Because the residuals show a clear downward trend with distance, the linear model misses structure in the data, indicating that a curved relationship may fit better. To test whether the curved pattern in the residuals reflected a meaningful departure from linearity, I fit a simple quadratic regression model. 

In [1]:
import pandas as pd
import numpy as np
import matplotlib.pyplot as plt
import seaborn as sns
import statsmodels.api as sm
from sklearn.decomposition import PCA
from sklearn.impute import SimpleImputer
from sklearn.preprocessing import StandardScaler
from sklearn.model_selection import train_test_split
from sklearn.preprocessing import PolynomialFeatures
from sklearn.metrics import mean_absolute_error, mean_squared_error, r2_score, calinski_harabasz_score
from sklearn.linear_model import RidgeCV, LassoCV, LinearRegression
from sklearn.ensemble import RandomForestRegressor
from sklearn.cluster import KMeans, DBSCAN
from scipy.cluster.hierarchy import linkage, dendrogram
from sklearn.mixture import GaussianMixture

plt.style.use("seaborn-v0_8")

In [19]:
df2 = pd.read_csv("/workspaces/final-project-karina-munoz/data/processed/clean_sn_data.csv")
x = df2[['d_L_Mpc']].values
y = df2['velocity_kms'].values

lin_model = LinearRegression()
lin_model.fit(x, y)

y_pred = lin_model.predict(x)

rmse_lin = np.sqrt(mean_squared_error(y, y_pred))
mae_lin = mean_absolute_error(y, y_pred)
r2_lin = lin_model.score(x, y)

rmse_lin, mae_lin, r2_lin

#linear fit plot
plt.figure(figsize=(4,4))
plt.scatter(x, y, alpha=0.4)
plt.plot(x, y_pred, color='red')
plt.xlabel("Distance (Mpc)")
plt.ylabel("Velocity (km/s)")
plt.title("Linear Fit: Hubble’s Law")
plt.savefig("Linearfit1.jpg")
plt.close()

#residual plot
residuals = y - y_pred
plt.figure(figsize=(4,4))
plt.scatter(x, residuals, alpha=0.4)
plt.axhline(0, color='black')
plt.xlabel("Distance (Mpc)")
plt.ylabel("Residual")
plt.title("Residuals vs Distance")
plt.savefig("Residualfit1.jpg")
plt.close()


![](Linearfit1.jpg)  ![](Residualfit1.jpg)

**Linear Fit Plot 1**:  
**Residual linear plot 1**:  

The polynomial model performed substantially worse than the linear model, with an RMSE of approximately 7604 km/s, compared to 711 km/s for the linear model.
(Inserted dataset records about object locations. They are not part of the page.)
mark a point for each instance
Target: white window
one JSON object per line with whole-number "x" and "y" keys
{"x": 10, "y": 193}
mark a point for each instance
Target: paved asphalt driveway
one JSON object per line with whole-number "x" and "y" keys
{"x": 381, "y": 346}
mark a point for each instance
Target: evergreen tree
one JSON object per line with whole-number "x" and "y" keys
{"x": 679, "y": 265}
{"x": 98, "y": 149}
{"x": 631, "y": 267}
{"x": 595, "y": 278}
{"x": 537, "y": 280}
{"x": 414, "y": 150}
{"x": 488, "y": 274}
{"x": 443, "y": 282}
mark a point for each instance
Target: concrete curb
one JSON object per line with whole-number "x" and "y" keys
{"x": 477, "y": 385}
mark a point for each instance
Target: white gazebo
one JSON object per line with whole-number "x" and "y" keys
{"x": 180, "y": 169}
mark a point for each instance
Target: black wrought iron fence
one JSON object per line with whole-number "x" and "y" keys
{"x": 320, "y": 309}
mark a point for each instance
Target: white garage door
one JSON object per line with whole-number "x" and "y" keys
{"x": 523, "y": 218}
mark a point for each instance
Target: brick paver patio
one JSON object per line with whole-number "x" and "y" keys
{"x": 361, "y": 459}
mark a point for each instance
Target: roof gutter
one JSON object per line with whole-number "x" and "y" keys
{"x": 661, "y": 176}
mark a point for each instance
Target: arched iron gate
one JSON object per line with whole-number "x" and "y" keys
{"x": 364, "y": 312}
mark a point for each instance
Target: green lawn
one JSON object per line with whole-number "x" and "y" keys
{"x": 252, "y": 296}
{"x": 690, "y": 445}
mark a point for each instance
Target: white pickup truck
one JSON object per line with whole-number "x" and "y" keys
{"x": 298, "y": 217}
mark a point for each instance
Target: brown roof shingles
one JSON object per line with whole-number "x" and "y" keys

This indicates that adding curvature does not improve predictive accuracy and actually overfits the data. Despite the visible residual trend at large distances, a linear Hubble’s Law model remains the best fit for this dataset within the range provided.

In [20]:
poly = PolynomialFeatures(degree=2, include_bias=False)
x_poly = poly.fit_transform(x)

poly_model = LinearRegression()
poly_model.fit(x_poly, y)

y_poly_pred = poly_model.predict(x_poly)

rmse_poly = np.sqrt(mean_squared_error(y, y_poly_pred))
rmse_poly

np.float64(7604.113441774354)

I began by fitting a standard linear regression to estimate the Hubble constant. The model achieved an RMSE of approximately 711 km/s, with residuals that increased slightly in magnitude at larger distances. To test whether this residual pattern reflected meaningful curvature in the data, I fit a simple quadratic regression model. However, the polynomial model performed substantially worse, with an RMSE of 7604 km/s, indicating that adding curvature overfits the data and reduces predictive accuracy. Therefore, even though the residuals show mild local deviations at the highest distances, the linear Hubble model remains the most appropriate global model for this dataset.